Congratulations on closing the deal on your Bolens machines. Sounds like you did pretty good on the deal. Also sounds like they will provide you with some project material to do some refurbishing and repairs. Does either run well enough to use them and get you through the summer?


----------



## SnowmanPA (May 12, 2007)

*They aren't earning their keep yet*

Hi Chief, 

They both run, but not enough to be really useful just yet. The QT16 has a great mower deck but the Onan engine is still not running well enough to mow the lawn. 

When I first got it a few months back, it seemed to run ok but it ran hot and lost power after 15 or 20 minutes. I cleaned the carb, checked and adjusted the points, replaced the fuel filter and air filter, and changed the oil. It starts and idles fine, but it bogs down under any load at all. It smokes and seems to be burning oil. I think I need to get in a little deeper and check the valves to see if they are burned or out of adjustment. 

Do you know where I can find an Onan maintenance and overhaul manual? All the other manuals seem to be available on the web, but no Onan manuals.

As far as the G14, it needs brakes and the rear driveshaft coupling going into the transmission has a TON of freeplay. I want to change that part before it shears and damages the transmission input shaft. 

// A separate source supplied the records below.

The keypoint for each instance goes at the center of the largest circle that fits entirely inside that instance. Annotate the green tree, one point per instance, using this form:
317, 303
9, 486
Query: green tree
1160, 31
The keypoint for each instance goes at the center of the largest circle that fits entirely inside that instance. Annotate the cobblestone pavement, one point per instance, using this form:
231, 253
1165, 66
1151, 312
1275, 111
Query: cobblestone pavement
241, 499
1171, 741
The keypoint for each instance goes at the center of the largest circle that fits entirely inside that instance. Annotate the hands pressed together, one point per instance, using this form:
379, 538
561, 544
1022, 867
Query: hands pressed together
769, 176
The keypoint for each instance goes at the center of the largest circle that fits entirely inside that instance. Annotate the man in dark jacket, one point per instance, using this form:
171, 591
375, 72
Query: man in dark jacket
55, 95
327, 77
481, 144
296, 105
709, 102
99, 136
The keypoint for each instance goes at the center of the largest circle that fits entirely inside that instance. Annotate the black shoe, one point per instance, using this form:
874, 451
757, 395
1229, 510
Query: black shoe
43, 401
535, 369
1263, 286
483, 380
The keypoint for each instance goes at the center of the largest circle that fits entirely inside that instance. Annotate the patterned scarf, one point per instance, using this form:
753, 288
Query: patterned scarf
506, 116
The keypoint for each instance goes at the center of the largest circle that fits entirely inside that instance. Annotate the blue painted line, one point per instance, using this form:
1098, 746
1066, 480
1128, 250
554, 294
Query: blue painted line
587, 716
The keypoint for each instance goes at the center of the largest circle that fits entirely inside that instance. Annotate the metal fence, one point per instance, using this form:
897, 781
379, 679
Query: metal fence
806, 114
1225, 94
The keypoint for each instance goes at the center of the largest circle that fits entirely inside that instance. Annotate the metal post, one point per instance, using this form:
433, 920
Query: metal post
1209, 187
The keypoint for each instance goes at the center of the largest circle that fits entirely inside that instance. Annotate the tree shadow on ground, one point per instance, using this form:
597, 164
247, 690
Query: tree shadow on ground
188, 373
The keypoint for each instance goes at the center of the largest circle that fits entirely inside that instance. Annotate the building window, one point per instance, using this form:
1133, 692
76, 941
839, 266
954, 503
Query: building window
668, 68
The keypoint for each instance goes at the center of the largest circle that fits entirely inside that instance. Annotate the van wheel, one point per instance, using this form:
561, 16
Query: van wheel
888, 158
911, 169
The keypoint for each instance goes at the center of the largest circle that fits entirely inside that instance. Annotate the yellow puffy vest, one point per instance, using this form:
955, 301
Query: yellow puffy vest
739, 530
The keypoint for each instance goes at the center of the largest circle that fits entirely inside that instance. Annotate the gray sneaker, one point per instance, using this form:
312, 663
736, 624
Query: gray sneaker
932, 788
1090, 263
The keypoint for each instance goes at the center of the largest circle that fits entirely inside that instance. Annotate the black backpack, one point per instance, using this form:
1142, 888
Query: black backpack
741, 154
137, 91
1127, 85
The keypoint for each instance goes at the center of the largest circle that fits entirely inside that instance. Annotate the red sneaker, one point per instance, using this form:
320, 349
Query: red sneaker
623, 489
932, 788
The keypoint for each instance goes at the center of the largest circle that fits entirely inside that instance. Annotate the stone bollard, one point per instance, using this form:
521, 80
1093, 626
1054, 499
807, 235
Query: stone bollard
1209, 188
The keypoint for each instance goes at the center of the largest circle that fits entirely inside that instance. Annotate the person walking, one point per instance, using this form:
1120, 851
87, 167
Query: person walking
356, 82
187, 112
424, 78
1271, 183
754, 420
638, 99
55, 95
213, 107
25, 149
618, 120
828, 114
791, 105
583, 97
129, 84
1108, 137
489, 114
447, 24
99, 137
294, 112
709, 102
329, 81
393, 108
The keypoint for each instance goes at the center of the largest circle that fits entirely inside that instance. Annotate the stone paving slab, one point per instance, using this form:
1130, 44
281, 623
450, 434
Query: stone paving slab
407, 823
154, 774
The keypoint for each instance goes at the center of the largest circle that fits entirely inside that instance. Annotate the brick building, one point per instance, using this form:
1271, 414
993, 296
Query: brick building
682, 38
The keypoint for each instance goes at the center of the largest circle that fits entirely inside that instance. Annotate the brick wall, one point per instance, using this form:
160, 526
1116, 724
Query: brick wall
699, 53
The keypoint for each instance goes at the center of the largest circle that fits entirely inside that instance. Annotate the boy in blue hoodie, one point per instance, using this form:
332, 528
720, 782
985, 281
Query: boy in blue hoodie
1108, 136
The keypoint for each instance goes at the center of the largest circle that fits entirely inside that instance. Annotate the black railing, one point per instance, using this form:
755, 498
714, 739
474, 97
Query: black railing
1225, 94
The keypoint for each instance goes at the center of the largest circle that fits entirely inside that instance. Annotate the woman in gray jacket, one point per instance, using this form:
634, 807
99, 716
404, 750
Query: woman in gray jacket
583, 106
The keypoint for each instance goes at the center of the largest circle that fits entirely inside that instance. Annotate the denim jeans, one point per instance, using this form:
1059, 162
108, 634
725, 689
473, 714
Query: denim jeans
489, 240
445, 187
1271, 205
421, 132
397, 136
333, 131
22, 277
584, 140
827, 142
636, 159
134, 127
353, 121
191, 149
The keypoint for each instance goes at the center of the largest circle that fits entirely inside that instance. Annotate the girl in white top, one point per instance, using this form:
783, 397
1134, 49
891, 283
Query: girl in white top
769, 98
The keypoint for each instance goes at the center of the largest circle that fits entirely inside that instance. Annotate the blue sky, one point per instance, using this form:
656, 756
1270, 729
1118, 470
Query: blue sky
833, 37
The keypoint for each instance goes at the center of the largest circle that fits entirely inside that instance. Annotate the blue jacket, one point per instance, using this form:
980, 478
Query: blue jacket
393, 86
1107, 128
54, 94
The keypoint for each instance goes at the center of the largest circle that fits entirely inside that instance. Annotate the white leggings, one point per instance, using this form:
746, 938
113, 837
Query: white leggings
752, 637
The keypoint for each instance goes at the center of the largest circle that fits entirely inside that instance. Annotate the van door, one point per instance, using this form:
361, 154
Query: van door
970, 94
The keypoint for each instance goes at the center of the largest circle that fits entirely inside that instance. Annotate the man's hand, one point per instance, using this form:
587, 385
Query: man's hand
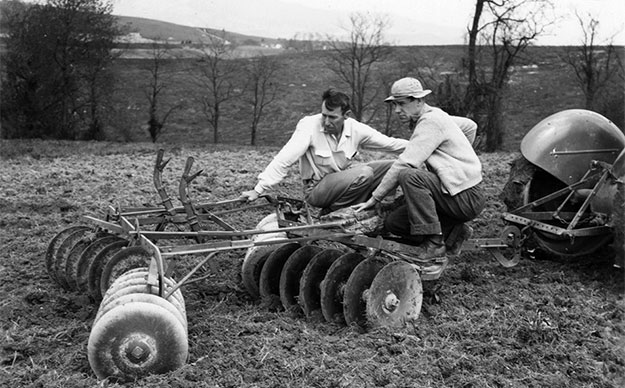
364, 206
251, 195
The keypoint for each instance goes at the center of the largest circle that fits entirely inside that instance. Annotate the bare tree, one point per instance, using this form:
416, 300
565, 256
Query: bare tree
505, 28
56, 67
217, 73
153, 93
261, 89
595, 65
354, 60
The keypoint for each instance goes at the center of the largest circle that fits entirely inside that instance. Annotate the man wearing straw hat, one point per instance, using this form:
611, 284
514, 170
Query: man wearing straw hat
439, 174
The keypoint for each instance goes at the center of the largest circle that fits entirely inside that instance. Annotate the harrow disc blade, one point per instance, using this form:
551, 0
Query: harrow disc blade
53, 248
124, 260
310, 282
618, 221
123, 300
62, 255
354, 296
395, 296
135, 281
87, 258
71, 264
269, 282
100, 260
252, 266
292, 273
333, 286
135, 340
566, 247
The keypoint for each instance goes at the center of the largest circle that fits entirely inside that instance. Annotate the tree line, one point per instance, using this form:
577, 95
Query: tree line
58, 79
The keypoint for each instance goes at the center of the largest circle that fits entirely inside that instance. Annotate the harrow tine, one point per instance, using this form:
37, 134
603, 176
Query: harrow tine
158, 182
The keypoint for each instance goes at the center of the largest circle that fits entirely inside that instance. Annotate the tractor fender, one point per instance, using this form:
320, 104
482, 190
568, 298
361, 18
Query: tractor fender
565, 143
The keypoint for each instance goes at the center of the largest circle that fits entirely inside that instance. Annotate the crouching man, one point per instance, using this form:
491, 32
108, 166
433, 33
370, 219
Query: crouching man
438, 172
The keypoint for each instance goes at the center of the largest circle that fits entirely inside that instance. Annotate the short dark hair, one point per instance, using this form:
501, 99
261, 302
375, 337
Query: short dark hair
335, 99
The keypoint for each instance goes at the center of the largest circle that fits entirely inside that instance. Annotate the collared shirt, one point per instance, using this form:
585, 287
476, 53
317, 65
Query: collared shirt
438, 143
320, 153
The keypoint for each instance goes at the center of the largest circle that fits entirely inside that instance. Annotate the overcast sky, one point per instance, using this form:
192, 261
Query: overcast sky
412, 22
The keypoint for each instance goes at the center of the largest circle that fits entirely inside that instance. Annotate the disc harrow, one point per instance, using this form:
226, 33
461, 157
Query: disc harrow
336, 268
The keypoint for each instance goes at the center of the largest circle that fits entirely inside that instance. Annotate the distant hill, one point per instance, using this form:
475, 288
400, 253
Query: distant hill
160, 30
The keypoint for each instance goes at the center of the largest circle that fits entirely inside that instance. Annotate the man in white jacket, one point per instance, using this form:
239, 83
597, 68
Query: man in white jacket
439, 173
325, 145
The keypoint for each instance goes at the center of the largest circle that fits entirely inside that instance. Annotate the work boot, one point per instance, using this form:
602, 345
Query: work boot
458, 235
433, 247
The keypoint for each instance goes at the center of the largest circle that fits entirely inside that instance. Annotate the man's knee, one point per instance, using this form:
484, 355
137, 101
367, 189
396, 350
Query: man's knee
364, 176
413, 177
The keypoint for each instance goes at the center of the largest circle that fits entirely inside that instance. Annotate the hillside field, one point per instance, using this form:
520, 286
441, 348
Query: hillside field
545, 322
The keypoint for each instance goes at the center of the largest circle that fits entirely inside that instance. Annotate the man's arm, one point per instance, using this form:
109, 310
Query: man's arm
277, 169
468, 127
375, 140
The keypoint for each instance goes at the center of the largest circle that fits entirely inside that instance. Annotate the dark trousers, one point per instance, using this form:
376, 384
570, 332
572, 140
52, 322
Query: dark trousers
347, 187
427, 209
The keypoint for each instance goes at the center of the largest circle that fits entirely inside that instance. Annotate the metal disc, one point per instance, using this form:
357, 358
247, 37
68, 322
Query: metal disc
252, 267
136, 340
132, 279
54, 245
395, 296
125, 259
354, 301
143, 288
95, 269
333, 286
87, 257
141, 297
71, 264
269, 281
292, 273
310, 282
63, 253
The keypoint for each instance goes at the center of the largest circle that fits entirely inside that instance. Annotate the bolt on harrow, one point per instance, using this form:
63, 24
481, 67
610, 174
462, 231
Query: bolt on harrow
334, 268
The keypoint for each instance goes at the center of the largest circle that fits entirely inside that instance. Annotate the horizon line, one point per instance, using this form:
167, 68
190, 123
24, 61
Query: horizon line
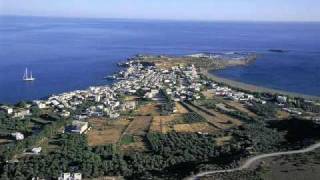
161, 19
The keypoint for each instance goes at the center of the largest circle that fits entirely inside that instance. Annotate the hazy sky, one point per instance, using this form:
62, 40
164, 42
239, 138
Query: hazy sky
252, 10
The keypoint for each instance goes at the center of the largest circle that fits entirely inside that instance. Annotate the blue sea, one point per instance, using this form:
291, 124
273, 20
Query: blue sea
67, 54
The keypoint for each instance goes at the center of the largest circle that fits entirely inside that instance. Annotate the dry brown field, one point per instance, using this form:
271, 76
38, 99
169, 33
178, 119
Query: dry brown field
104, 132
139, 126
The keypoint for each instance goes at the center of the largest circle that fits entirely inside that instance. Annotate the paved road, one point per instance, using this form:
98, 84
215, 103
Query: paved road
251, 160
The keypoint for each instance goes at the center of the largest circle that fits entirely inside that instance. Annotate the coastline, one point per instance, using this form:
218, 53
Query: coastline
253, 88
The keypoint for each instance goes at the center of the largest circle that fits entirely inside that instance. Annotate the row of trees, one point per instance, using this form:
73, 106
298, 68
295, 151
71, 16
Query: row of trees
168, 153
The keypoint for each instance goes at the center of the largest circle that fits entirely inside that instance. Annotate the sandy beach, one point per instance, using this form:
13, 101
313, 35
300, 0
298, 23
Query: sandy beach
253, 88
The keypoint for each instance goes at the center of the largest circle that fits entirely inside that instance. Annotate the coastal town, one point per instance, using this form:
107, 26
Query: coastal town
171, 86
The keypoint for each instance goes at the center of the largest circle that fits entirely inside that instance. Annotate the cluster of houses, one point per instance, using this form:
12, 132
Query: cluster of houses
16, 112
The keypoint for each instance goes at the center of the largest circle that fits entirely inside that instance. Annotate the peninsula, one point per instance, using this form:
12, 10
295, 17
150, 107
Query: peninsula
164, 117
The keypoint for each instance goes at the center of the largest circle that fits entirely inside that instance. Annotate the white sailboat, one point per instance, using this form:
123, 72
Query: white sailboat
27, 77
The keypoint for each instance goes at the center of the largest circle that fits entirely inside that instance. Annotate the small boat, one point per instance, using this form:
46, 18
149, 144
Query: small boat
27, 76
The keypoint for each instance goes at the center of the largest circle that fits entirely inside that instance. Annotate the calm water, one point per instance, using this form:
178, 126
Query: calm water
69, 54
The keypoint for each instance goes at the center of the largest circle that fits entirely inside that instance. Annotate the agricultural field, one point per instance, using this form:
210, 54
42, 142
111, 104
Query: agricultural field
104, 132
139, 126
201, 127
216, 119
131, 144
150, 109
163, 123
181, 109
240, 107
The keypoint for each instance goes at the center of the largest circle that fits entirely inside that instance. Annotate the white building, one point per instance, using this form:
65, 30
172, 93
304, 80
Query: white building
21, 113
18, 136
36, 150
70, 176
79, 127
8, 110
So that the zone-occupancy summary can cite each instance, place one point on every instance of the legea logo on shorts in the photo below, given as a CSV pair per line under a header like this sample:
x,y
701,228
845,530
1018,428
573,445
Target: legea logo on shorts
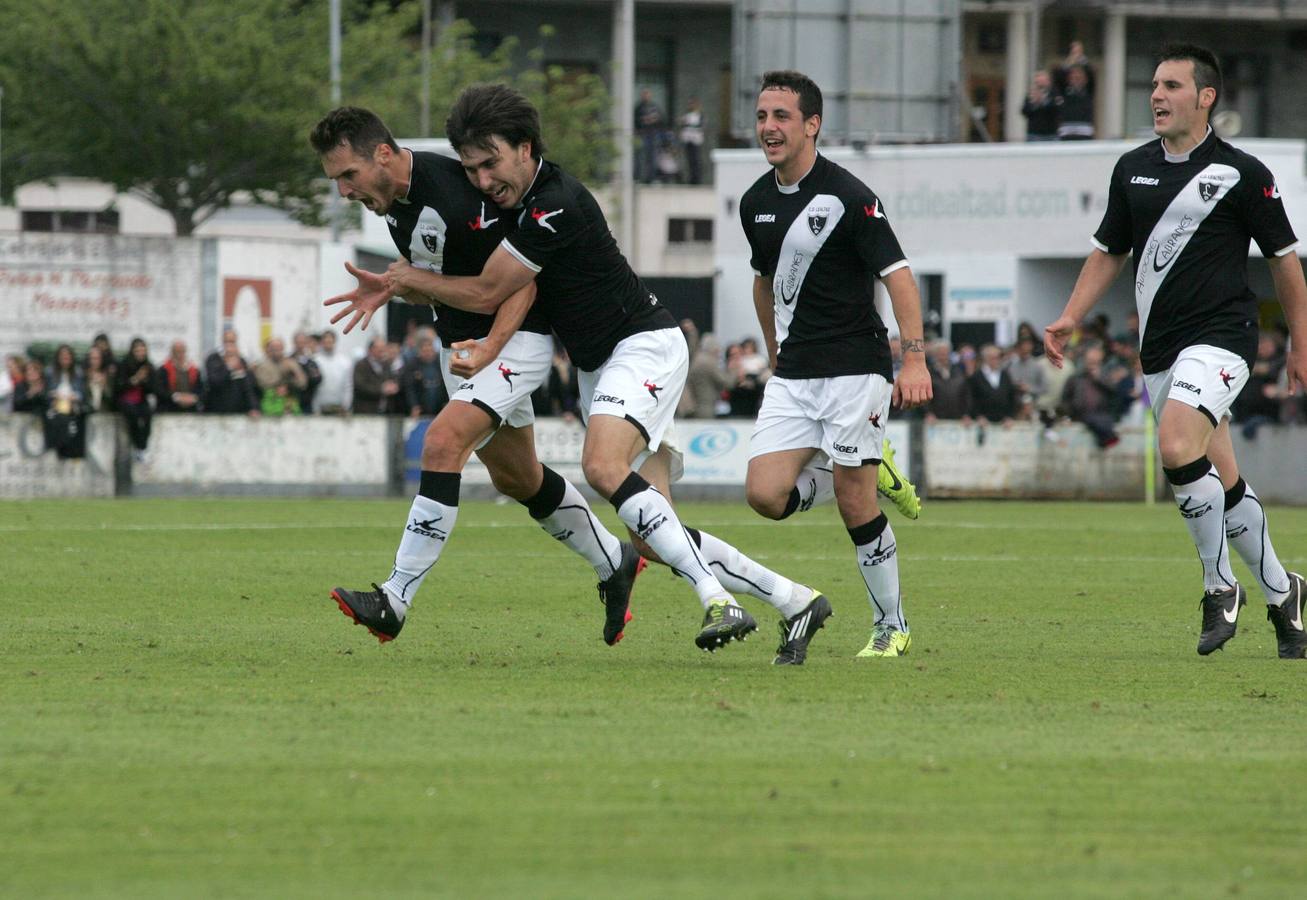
x,y
712,443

Beyond that, it runs pretty well and I'll be using it to blow the snow this winter.


----------



## chrpmaster (May 5, 2004)

I was able to download owners manuals for my Gravely 817 which has an Onan CCKA model engine on it from the Gravely users website. I don't know if there is a comparable Bolens users website either on Yahoo or elsewhere but that is where I'd start. I also bookmarked this website www.genset.com for potential parts help if I needed something unusual. They talk about Onans in generators but the engine parts should be the same. 

Good luck 
Andy


----------



## SnowmanPA (May 12, 2007)

*Thanks!*

Thanks for the info!


----------